Tamil Nadu heads to the polls on April 23 to elect all 234 members of the state Assembly, with counting scheduled for May 4.
The contest is still centred on the familiar rivalry between the ruling Dravida Munnetra Kazhagam (DMK)-led alliance and the All India Anna Dravida Munnetra Kazhagam (AIADMK)-led front, but this election is more complicated than usual because of actor Vijay’s Tamilaga Vettri Kazhagam (TVK) and the possibility of vote-splitting across regions and age groups.
Chief Minister M.K. Stalin’s DMK is seeking a rare second consecutive term by leaning on welfare delivery, alliance management and the “Dravidian model” narrative, while also sharpening its attacks on the Bharatiya Janata Party (BJP) over issues such as Hindi imposition and delimitation.
Mr Stalin has publicly projected confidence, with the DMK allies also claiming the front can cross 200 seats.
On the other side, AIADMK chief Edappadi K. Palaniswami is trying to turn anti-incumbency into votes by focusing on governance failures, rural distress, and the cost of living.
At the same time, the AIADMK has repeatedly stressed that its alliance with the BJP is “electoral, not ideological”, an effort to shake off the charge that it has become the BJP’s junior partner in the state.
The biggest uncertainty is Vijay.
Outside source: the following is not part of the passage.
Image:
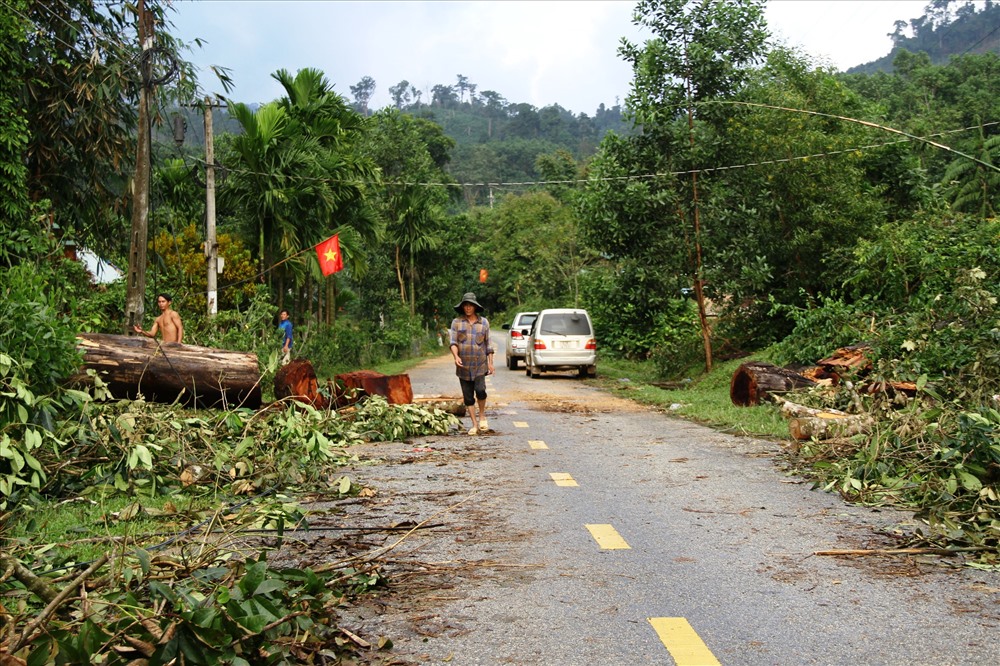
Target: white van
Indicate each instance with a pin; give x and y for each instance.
(561, 339)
His party is contesting its first election, and while TVK’s organisational weakness on the ground is visible compared with the DMK and AIADMK machines, his personal appeal – especially among younger voters – has made him the election’s clearest X-factor.
Analysts and party leaders across the spectrum now openly discuss the likelihood that TVK will cut into votes that would otherwise have gone to one of the two big alliances.
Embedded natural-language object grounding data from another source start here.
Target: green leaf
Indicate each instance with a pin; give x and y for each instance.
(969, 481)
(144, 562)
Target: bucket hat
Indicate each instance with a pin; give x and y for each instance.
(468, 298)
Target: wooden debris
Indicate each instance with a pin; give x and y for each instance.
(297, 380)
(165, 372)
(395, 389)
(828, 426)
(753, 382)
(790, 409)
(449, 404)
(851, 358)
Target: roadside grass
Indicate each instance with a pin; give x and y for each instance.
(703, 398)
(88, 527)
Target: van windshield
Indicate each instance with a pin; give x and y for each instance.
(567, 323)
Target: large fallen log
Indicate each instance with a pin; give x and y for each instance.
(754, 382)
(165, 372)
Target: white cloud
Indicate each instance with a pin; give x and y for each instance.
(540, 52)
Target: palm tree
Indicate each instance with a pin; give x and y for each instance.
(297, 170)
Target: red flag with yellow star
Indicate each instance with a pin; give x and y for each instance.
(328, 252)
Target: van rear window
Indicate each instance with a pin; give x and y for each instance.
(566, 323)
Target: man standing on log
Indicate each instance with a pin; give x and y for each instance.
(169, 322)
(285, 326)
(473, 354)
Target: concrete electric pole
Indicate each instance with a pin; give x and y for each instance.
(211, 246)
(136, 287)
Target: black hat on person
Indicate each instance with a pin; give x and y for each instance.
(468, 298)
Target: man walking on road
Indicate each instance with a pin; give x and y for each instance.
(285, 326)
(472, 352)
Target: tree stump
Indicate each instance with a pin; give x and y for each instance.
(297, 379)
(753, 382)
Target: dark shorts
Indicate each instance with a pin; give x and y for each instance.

The opinion polls underline that uncertainty. A Lok Poll survey published by The Economic Times projected a comfortable DMK-led win, giving the alliance 181-189 seats with a 40.1 per cent vote share, while the AIADMK-led bloc was projected at 38-42 seats and TVK at 8-10 seats.
But CNN-News18’s Vote Tracker, based on VoteVibe data, suggested a much tighter race, with AIADMK at 41 per cent vote share against the DMK’s 39 per cent, indicating that the election may be closer than earlier projections suggested.
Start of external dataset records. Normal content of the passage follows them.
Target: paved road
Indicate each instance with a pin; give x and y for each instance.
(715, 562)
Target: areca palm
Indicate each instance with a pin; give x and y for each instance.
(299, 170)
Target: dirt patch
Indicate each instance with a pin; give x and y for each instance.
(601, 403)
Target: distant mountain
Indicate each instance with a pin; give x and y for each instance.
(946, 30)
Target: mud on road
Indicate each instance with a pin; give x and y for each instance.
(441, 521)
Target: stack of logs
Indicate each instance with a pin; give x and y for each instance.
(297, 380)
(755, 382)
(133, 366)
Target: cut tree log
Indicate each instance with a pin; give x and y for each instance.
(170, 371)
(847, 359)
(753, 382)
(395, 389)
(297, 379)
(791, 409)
So what should one expect? The safest reading is that this is still fundamentally a DMK-versus-AIADMK election, but not a simple two-cornered one. If Vijay mainly splits anti-DMK votes, the ruling alliance benefits. If he cuts into urban youth and minority support that has recently favoured the DMK, the contest tightens.
In that sense, Tamil Nadu’s 2026 election may be decided less by sweeping statewide sentiment than by who loses fewer votes to Vijay.